I came to Japan and put my television in the closet. I spent a decent amount of money on food and cooking utensils. I went running, at least once a day. I aspired to devote intellectual free time to learning a second language.
It was a matter of weeks before my television was at the foot of my bed so I could lay there and watch shows like Monk. My diet now includes miso udon, which is the biggest culinary risk I have taken in the kitchen. I was fooling myself when I would walk into the supermarket and buy anything other than bananas, tomatoes, iceberg lettuce, and fixings for french fries.
That running thing lasted awhile and I want to say that I have not completely given up on it. But, I have found a ballet class on both Wednesdays and Fridays. Nowadays, when my ballet teacher slides down on the floor into a split I produce a deep groan and I stay about two feet off the ground. At this point in my life I am fully aware that my prime leotard wearing days are slipping out of sight, but that is never going to stop me. I will become a crazy old lady who tells people that my hobby is "dancing" and I will wear dance attire, that will be inappropriate for my age, to dance classes that leave me sore and confused.
And this studying a second language thing is something that I am still finding steam for.
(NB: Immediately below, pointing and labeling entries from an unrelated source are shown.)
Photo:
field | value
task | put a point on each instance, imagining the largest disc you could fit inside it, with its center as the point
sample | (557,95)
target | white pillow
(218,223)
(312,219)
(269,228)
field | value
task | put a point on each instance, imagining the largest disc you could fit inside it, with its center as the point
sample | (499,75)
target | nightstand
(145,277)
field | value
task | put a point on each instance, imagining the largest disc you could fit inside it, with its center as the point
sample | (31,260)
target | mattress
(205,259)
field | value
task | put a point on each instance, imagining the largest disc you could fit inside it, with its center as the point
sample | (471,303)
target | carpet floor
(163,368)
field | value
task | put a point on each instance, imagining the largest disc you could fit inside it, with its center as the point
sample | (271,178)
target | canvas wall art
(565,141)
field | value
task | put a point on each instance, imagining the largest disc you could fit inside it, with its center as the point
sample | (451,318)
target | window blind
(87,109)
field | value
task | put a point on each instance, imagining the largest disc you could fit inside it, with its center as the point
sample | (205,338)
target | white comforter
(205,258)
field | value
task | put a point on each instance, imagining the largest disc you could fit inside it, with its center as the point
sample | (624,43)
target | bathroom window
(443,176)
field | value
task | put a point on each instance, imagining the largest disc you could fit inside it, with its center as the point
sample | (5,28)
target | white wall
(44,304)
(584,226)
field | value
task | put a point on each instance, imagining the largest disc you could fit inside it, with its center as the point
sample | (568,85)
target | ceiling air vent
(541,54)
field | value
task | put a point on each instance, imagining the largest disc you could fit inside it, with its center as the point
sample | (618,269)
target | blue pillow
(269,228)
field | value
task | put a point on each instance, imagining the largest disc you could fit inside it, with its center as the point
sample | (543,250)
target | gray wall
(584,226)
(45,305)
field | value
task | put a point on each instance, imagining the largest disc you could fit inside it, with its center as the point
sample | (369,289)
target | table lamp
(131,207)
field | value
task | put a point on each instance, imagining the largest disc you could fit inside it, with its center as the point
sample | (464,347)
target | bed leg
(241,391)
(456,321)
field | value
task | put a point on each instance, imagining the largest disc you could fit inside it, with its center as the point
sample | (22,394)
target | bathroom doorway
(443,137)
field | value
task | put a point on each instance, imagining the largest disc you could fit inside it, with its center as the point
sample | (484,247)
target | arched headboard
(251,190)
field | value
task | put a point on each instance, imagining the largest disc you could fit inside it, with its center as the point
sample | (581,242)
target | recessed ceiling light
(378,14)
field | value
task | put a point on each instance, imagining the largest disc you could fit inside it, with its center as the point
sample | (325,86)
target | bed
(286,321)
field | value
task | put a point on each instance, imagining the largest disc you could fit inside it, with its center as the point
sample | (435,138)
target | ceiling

But, when it comes to after work intellectual free time my heart only has room for one true love.
I have rediscovered any creative writings I have and I am currently procrastinating on a, far reaching, application. But when I sit down and put a pen to paper to revise the English language I am at my happiest. When I really put my mind to Japanese I cry. Even if I am not sad. I still manage to cry.
Ten months and thousands of miles around the world I have not changed. So french fries and word documents it is ... and that is fine.